FIG. 7 is an explanatory diagram for explaining another application of the gesture recognition device.
FIG. 8 is an explanatory diagram for explaining another application of the gesture recognition device.
FIG. 9 is an explanatory diagram for explaining another application of the gesture recognition device.
[Explanation of symbols]
10 CPU
11 Memory 12 Hard Disk 14 Video Camera

Claims

In an image recognition device that extracts a feature of a gesture to be recognized using a captured image, and performs gesture recognition by comparing a feature whose semantic content of the gesture is known in advance with the extracted feature,
Means for dividing each of the two captured images at the current time point and the previous time point into a plurality of blocks,
Means for detecting a change in the position in the block from the previous time point to the current time point of the predetermined number of image data groups by comparing the captured images at the two divided time points for each block,
An image recognition device, wherein a change in the position of an image data group for the plurality of detected blocks is a feature of the gesture to be recognized.

A feature extraction method of an image recognition apparatus that performs gesture recognition by extracting features of a gesture to be recognized using a captured image, and comparing the extracted features with features whose semantic contents are known in advance. At
The image recognition device has image processing means and storage means for storing two captured images at the current time point and the previous time point,
The image processing unit divides each of the two captured images at the current time point and the previous time point stored in the storage unit into a plurality of blocks,
By comparing the captured images at the two divided time points for each block, a change in the position in the block from the previous time point to the current time point of the predetermined number of image data groups is detected by the image processing means,
A feature extraction method for an image recognition apparatus, wherein a change in the position of an image data group for the plurality of detected blocks is used as a feature of the recognition target gesture.

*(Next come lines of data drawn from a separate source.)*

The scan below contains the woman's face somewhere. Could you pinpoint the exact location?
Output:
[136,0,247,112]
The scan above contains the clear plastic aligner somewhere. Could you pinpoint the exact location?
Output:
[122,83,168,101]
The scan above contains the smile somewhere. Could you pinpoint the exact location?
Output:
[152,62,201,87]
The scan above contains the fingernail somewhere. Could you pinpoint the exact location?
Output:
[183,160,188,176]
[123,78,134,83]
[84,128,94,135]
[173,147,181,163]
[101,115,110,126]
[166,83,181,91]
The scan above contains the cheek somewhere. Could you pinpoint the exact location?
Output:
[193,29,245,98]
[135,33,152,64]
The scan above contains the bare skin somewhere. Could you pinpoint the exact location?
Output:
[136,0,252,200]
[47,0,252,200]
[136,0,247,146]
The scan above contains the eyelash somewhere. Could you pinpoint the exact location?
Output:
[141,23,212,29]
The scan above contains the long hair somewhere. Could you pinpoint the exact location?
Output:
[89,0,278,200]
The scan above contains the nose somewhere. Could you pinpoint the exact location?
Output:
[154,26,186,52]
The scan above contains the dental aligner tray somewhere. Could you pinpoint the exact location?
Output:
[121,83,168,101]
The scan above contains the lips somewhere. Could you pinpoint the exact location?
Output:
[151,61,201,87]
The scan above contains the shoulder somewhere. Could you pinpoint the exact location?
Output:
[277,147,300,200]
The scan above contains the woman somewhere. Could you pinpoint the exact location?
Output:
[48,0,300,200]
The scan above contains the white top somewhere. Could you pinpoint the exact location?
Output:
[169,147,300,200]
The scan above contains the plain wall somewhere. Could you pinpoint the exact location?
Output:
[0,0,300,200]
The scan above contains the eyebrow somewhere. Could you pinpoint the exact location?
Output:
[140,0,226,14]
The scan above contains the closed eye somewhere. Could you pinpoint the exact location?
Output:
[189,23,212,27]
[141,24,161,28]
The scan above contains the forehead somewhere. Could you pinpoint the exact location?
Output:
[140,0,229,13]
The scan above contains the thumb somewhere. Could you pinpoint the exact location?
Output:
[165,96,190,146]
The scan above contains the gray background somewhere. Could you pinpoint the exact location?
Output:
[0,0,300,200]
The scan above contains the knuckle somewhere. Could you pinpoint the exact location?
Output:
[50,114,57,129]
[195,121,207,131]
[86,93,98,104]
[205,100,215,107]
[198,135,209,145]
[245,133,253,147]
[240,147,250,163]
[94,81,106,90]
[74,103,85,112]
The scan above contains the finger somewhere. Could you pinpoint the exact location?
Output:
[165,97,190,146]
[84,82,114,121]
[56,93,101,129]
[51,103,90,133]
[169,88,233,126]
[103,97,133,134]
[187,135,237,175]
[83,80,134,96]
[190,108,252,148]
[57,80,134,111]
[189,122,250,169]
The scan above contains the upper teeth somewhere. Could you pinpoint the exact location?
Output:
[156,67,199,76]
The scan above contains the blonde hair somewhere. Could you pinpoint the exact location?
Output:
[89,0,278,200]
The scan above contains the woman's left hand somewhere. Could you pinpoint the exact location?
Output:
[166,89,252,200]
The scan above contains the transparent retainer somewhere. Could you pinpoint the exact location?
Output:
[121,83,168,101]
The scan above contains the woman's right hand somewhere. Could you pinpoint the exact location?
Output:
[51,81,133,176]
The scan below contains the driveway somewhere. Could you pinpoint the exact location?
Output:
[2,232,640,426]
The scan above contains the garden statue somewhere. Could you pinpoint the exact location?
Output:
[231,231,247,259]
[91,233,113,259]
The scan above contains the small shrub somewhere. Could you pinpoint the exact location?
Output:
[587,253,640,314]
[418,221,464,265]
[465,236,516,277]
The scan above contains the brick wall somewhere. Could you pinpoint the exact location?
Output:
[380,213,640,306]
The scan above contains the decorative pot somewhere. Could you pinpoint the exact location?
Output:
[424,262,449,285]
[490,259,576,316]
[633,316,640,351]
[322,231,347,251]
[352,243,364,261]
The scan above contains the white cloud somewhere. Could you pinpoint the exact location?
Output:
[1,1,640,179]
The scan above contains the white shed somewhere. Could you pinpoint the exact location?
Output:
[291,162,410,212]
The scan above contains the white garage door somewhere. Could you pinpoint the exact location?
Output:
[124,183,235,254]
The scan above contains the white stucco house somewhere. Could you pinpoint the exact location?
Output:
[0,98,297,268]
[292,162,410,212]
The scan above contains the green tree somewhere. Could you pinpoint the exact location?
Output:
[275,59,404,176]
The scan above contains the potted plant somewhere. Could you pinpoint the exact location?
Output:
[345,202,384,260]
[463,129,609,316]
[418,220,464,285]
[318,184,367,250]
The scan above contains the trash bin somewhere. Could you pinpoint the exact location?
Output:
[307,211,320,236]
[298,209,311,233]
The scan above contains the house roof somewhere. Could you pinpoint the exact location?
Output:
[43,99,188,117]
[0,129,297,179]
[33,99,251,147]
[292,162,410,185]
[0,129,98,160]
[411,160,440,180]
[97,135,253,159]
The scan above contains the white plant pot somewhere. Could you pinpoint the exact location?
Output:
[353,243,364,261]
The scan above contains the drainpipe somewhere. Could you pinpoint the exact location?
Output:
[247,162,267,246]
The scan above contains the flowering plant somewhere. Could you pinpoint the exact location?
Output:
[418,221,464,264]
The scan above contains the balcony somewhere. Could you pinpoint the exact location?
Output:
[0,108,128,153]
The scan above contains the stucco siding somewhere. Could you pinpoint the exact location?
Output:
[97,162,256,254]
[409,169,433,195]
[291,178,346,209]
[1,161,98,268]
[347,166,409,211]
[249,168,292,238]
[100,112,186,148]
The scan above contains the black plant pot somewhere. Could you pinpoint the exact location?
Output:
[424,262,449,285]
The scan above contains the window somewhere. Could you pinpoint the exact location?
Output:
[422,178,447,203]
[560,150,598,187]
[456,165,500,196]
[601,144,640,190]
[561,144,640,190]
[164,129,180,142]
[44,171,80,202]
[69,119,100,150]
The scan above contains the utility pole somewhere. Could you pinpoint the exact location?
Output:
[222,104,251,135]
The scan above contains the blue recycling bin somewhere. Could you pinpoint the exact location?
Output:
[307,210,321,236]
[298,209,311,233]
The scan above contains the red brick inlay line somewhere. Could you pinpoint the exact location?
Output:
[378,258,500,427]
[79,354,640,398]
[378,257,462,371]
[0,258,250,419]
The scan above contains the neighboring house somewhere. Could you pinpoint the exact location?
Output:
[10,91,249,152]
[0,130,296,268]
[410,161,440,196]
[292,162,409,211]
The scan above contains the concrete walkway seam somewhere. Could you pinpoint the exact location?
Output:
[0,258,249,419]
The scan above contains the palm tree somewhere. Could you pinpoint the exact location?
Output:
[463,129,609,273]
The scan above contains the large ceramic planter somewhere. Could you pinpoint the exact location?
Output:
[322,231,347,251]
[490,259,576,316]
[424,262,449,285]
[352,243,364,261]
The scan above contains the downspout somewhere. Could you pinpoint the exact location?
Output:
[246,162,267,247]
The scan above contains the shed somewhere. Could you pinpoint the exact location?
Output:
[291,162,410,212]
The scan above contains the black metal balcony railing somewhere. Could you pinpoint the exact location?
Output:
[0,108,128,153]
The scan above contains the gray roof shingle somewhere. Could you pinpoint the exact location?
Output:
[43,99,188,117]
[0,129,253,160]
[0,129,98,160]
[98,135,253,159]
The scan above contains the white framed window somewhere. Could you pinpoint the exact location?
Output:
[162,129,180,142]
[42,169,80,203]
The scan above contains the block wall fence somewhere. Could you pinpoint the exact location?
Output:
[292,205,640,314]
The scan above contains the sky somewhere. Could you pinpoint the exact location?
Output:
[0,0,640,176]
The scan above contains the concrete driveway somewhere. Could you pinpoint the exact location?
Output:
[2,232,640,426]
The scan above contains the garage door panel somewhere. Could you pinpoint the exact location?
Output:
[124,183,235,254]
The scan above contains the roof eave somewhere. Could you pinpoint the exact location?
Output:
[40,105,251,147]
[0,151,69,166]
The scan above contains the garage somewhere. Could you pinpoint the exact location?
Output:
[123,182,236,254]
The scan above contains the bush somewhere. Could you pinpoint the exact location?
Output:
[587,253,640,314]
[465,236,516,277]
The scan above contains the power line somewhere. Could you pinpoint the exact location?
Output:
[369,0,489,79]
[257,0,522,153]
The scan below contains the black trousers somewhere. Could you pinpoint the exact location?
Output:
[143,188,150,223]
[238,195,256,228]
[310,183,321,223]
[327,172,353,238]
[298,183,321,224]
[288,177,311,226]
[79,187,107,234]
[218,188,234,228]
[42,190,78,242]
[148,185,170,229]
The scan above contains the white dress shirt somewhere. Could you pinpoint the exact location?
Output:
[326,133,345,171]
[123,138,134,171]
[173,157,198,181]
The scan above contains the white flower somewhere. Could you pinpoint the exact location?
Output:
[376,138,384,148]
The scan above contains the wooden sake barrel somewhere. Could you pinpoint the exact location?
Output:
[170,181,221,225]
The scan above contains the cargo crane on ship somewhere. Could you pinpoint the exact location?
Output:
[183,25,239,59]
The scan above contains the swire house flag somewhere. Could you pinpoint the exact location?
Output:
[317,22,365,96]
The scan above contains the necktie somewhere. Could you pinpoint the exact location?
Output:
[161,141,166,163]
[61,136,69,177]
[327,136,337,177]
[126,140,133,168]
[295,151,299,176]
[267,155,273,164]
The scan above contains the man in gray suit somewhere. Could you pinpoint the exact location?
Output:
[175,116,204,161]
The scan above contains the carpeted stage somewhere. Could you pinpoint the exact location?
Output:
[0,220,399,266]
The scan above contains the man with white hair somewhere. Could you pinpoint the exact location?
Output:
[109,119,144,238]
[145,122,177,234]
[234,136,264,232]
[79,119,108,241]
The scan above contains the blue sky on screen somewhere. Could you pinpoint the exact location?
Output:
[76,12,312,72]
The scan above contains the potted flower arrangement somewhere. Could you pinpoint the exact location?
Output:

To extract the features of the gesture to be recognized using the captured image, and to perform the gesture recognition by comparing the extracted features with the features whose semantic contents are known in advance. Recording medium recording the gesture recognition program of
The image recognition device includes an image processing unit and a storage unit that stores two captured images at a current time point and a previous time point.
Dividing the two captured images at the current time point and the previous time point stored in the storage means into a plurality of blocks by the image processing means, respectively;
Detecting, by the image processing means, a change in the position of the predetermined number of image data groups in the block from the previous time point to the current time point by comparing the captured images at the two divided time points for each block. ,
A recording medium characterized in that a change in the position of the image data group for the plurality of detected blocks is a feature of the gesture to be recognized.

To extract the features of the gesture to be recognized using the captured image, and to perform the gesture recognition by comparing the extracted features with the features whose semantic contents are known in advance. In the gesture recognition program of
The image recognition device has image processing means and storage means for storing two captured images at the current time point and the previous time point,
Dividing the two captured images at the current time point and the previous time point stored in the storage means into a plurality of blocks by the image processing means, respectively;
Detecting, by the image processing means, a change in the position of the predetermined number of image data groups in the block from the previous time point to the current time point by comparing the captured images at the two divided time points for each block. ,
A gesture recognition program, wherein a change in the position of an image data group for a plurality of detected blocks is a feature of the gesture to be recognized.